0
votes

I'm using SpriteKit and working on a system of moving SKSpriteNodes around the screen. I have two global variables that are set before the moving method is called: positionAndMovementX and positionAndMovementY which I have tried as both integers and floats. Before the method that moves my SKSpriteNode is called, both of these variables will be set to either 0, 80, or -80. Then I run:

 if (emptySpace.position.x == yellowBug.position.x + positionAndMovementX && 
 emptySpace.position.y == yellowBug.position.y + positionAndMovementY)
 {
      SKAction *moveLeft = [SKAction moveByX:positionAndMovementX y:positionAndMovementY duration:.1];

      [yellowBug runAction: moveLeft];
 }

Unfortunately, this will work for several movements, but after 5 or so, either the x or the y value will become inexact and decrease or increase by .000015 or something, so now instead of being 200, 180, its 200, 179.999985, and my equation wont evaluate anymore.
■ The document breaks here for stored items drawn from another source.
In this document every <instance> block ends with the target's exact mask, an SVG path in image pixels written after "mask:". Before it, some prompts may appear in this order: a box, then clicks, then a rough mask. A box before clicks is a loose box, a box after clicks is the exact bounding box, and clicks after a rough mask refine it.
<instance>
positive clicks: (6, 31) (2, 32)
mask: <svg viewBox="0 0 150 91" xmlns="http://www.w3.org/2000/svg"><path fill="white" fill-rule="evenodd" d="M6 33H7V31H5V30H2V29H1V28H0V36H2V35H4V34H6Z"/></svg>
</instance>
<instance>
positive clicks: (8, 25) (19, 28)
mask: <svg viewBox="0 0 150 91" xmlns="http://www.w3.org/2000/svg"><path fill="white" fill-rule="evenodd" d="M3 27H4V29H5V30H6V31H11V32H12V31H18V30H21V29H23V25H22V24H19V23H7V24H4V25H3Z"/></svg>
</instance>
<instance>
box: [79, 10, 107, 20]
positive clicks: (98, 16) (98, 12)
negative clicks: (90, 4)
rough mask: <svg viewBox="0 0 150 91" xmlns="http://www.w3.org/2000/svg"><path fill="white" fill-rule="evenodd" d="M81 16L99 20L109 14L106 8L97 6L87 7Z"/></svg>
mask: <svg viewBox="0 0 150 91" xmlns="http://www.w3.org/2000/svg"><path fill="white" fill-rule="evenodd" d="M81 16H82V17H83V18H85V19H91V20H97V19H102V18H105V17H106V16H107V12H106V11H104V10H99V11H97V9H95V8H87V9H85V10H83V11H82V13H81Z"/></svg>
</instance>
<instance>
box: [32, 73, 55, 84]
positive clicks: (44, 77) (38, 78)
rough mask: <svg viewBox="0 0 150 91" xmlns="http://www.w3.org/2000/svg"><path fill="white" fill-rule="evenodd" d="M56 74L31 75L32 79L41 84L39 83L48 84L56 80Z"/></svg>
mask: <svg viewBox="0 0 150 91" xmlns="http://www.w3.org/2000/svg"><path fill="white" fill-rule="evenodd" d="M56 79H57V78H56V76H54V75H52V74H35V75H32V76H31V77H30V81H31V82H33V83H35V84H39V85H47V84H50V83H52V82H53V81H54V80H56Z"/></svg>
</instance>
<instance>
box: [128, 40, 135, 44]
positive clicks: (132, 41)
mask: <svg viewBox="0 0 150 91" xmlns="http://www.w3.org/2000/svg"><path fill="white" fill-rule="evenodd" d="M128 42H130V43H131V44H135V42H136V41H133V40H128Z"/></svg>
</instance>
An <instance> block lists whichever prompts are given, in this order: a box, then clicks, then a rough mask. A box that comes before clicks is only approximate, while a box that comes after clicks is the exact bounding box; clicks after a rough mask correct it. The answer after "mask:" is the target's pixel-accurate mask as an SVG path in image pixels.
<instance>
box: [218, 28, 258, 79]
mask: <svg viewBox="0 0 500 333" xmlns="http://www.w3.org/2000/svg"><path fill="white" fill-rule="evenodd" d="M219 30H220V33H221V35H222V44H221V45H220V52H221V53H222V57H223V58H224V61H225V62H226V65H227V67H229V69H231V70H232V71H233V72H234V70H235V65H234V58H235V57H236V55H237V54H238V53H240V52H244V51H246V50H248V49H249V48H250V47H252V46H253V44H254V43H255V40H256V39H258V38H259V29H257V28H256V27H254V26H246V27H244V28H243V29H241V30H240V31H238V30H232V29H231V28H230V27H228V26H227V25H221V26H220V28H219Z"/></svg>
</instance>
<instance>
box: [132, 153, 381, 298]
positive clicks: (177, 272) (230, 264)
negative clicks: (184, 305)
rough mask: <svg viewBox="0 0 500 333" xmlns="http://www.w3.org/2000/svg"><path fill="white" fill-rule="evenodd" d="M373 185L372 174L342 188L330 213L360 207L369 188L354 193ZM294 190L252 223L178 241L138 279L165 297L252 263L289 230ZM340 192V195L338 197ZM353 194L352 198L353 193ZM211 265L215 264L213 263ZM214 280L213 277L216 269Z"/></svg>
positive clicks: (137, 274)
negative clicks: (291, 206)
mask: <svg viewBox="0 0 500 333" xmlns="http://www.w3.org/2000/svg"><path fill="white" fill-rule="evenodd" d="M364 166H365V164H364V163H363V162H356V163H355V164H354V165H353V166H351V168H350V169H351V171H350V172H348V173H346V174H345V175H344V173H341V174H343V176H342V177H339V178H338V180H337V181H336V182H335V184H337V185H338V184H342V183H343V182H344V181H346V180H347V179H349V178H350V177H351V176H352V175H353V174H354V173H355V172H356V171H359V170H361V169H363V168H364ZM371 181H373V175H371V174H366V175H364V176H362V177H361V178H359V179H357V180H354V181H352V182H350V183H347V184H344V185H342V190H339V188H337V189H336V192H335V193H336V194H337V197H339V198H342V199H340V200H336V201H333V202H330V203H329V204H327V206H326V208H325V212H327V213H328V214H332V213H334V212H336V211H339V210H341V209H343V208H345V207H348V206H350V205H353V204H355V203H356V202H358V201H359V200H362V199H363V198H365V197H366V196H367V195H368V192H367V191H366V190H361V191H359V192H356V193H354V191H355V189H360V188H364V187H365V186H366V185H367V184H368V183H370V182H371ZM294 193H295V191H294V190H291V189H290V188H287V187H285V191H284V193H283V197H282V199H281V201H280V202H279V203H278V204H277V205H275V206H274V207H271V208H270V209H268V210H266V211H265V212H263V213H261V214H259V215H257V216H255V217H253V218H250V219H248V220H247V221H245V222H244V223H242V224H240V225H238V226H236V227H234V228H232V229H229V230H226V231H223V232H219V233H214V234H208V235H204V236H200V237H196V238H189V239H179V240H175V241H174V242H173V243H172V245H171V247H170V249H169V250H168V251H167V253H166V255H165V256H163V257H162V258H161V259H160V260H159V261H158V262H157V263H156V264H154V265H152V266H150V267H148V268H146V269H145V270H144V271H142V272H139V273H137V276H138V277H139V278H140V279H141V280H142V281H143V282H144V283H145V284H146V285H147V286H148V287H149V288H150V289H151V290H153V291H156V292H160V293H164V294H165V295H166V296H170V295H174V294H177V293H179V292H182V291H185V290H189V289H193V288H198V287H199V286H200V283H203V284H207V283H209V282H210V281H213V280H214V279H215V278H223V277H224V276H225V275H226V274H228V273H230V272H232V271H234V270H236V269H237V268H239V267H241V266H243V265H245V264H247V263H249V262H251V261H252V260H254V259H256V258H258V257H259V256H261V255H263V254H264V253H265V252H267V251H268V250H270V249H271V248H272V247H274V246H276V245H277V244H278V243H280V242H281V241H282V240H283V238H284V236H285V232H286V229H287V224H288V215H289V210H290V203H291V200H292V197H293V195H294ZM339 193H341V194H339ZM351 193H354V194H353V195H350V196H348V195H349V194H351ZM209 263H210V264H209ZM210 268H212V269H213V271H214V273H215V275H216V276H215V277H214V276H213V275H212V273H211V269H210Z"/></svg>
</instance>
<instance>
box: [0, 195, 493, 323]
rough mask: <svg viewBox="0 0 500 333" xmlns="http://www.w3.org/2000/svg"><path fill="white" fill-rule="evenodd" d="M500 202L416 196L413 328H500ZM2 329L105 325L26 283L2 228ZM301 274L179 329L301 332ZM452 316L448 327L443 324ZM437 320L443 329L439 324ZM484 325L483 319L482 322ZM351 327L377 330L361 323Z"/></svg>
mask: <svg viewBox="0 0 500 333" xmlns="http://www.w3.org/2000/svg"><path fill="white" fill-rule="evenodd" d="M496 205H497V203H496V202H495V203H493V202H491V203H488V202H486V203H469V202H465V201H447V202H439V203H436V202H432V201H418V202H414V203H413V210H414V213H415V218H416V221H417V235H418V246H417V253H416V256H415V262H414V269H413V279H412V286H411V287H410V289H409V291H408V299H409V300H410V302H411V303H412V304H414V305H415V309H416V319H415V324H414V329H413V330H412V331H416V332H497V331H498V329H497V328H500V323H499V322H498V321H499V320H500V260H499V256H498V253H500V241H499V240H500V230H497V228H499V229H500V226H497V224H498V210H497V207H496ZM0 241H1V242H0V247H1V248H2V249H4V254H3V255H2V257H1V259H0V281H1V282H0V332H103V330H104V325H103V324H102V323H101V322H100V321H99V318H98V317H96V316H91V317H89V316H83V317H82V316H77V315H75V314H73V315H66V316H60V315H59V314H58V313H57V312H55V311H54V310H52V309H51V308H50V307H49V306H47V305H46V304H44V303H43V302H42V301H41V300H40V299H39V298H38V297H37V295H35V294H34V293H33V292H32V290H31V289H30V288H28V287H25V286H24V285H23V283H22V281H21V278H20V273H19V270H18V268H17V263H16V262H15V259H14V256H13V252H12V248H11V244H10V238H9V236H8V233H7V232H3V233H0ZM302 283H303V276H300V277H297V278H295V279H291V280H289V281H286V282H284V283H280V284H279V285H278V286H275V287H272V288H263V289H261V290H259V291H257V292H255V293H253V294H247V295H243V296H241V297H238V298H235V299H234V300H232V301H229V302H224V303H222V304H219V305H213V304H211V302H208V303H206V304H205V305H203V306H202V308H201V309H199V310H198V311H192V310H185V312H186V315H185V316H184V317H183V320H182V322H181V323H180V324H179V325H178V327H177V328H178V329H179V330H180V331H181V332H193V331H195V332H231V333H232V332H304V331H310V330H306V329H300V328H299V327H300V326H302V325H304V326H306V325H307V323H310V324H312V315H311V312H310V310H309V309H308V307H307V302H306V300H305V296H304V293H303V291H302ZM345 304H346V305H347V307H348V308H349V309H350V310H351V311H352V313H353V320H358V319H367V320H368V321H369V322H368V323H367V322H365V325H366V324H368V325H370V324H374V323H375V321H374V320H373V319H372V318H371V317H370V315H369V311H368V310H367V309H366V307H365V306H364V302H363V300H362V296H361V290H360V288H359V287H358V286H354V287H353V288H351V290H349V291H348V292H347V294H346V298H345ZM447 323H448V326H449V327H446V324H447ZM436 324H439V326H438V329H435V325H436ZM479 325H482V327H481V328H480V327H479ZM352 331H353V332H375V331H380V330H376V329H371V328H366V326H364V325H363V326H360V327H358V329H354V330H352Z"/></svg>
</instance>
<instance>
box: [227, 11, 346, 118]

I tried changing the position to an integer and back, but 179.999985 was changed to 179 instead of 180 for some reason, so i tried rounding as follows:

int posX = lroundf(yellowBug.position.x);
int posY = lroundf(yellowBug.position.y);

[yellowBug setPosition:CGPointMake(posX, posY)];

but this just seems to leave the variable at 179.999985 again... Help? (sorry if this is a noob question, im still a beginner)

2

2 Answers

0
votes

Floating-point equality is never exact, and this is increasingly likely to matter when math is involved (which can change the precise representation of a number by tiny amounts).

Don't use "==" for floats, generally; write a function that does approximate equality (choosing some tiny value like 0.001 and seeing if a target value is within plus-or-minus that amount).

0
votes

FINALLY found my solution (been working on other projects, didnt actually take this long) by simply adding .5 to my position and THEN casting it to an int.